Basically I initalized a char array with the size of longest string in my list. Then passed that as an argument to my function to hold the corresponding value.
#include <stdio.h>
#include <stdlib.h>
#include <string.h>
void find_gline(char **ganal_lines, /*line array*/
size_t size, /*array size*/
char *idnb, /* id number for check */
char *resline) {
/*Iterates over lines and finds the one that contains idnb
then affects the result to the resline*/
for (size_t i = 0; i < size; i++) {
char *line = ganal_lines[i];
if (strstr(line, idnb) != NULL) {
size_t llen = strlen(line);
for (size_t k = 0; k < llen; k++) {
resline[k] = line[k];
}
return;
}
}
return;
}
This function was wrapped by the corresponding python function:
def find_gline_wrap(lines: list, arg: str, cdll):
""
# set arg types
mlen = maxlen(lines) # gives the length of the longest string in string list
linelen = len(lines)
line_array = ctypes.c_char_p * linelen
cdll.find_gline.argtypes = [
line_array,
ctypes.c_size_t,
ctypes.c_char_p,
ctypes.c_char_p,
]
#
argbyte = bytes(arg, "utf-8")
resbyte = bytes("", "utf-8")
ganal_lines = line_array(*lines)
size = ctypes.c_size_t(linelen)
idnb = ctypes.c_char_p(argbyte)
resline = ctypes.c_char_p(resbyte * mlen)
pdb.set_trace()
result = cdll.find_gline(ganal_lines, size, idnb, resline)

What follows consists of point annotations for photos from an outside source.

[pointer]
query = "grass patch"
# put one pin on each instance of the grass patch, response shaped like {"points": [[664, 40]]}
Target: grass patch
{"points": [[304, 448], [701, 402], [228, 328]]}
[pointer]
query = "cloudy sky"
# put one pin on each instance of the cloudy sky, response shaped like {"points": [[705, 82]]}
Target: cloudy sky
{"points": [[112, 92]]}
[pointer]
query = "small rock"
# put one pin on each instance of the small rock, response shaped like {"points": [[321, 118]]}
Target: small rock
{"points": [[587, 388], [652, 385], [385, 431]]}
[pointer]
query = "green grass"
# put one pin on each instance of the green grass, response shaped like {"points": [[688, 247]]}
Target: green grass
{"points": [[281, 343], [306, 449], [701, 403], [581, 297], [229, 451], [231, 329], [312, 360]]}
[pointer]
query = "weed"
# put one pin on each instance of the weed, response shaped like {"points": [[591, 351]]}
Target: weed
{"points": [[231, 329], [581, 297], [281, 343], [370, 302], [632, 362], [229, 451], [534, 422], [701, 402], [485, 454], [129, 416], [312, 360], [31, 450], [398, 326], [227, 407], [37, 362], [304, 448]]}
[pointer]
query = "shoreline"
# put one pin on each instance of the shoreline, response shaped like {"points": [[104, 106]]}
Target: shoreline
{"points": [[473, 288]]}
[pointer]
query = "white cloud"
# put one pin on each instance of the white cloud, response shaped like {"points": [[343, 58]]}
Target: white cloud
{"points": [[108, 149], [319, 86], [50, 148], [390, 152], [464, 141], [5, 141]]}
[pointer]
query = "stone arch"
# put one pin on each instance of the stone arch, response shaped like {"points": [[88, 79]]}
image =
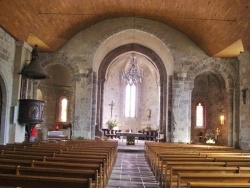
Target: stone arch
{"points": [[3, 106], [222, 68], [158, 63]]}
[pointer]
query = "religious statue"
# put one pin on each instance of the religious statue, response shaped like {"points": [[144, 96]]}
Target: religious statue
{"points": [[217, 133]]}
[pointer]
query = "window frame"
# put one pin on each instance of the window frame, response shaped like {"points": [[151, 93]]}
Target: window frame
{"points": [[135, 101], [204, 115], [59, 119]]}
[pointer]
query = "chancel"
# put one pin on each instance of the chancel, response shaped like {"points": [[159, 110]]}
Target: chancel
{"points": [[163, 75]]}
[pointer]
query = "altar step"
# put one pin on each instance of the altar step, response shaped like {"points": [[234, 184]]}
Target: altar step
{"points": [[131, 170]]}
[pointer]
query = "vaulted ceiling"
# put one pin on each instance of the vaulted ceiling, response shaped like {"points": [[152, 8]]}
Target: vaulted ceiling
{"points": [[220, 27]]}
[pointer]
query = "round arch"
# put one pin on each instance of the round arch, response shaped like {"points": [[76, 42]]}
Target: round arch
{"points": [[162, 74], [3, 106], [226, 72]]}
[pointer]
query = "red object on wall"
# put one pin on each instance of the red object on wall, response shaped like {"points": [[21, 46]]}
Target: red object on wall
{"points": [[57, 127]]}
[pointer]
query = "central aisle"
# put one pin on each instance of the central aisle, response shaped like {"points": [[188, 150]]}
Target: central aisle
{"points": [[131, 170]]}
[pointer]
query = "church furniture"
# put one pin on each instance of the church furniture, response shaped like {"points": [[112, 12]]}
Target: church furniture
{"points": [[56, 135], [164, 156], [85, 155], [183, 178], [29, 181], [110, 133], [174, 171], [216, 185], [130, 136], [48, 172]]}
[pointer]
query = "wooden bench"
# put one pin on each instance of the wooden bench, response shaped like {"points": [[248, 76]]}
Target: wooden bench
{"points": [[72, 166], [216, 185], [183, 178], [165, 178], [173, 176], [56, 135], [43, 181]]}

# getting rid of null char at the end
result = resline.value[:-1].decode("utf-8")
return result
Here's what happens. And why it's breaking. When hello() is called, the C stack pointer is moved up, making room for any memory needed by your function. Along with some function call overhead, all of your function locals are managed there. So that static char greeting[100], means that 100 bytes of the increased stack are for that string. You than use some functions that manipulate that memory. At the you place a pointer on the stack to the greeting memory. And then you return from the call, at which point, the stack pointer is retracted back to it's original before call position. So those 100 bytes that were on the stack for the duration of your call, are essentially up for grabs again as the stack is further manipulated. Including the address field which pointed to that value and that you returned. At that point, who knows what happens to it, but it's likely set to zero or some other value. And when you try to access it as if it were still viable memory, you get a segfault.
To get around, you need to manage that memory differently somehow. You can have your function allocate the memory on the heap, but you'll need to make sure it gets free()'ed at a later date, by your binding. OR, you can write your function so that the binding language passes it a glump of memory to be used.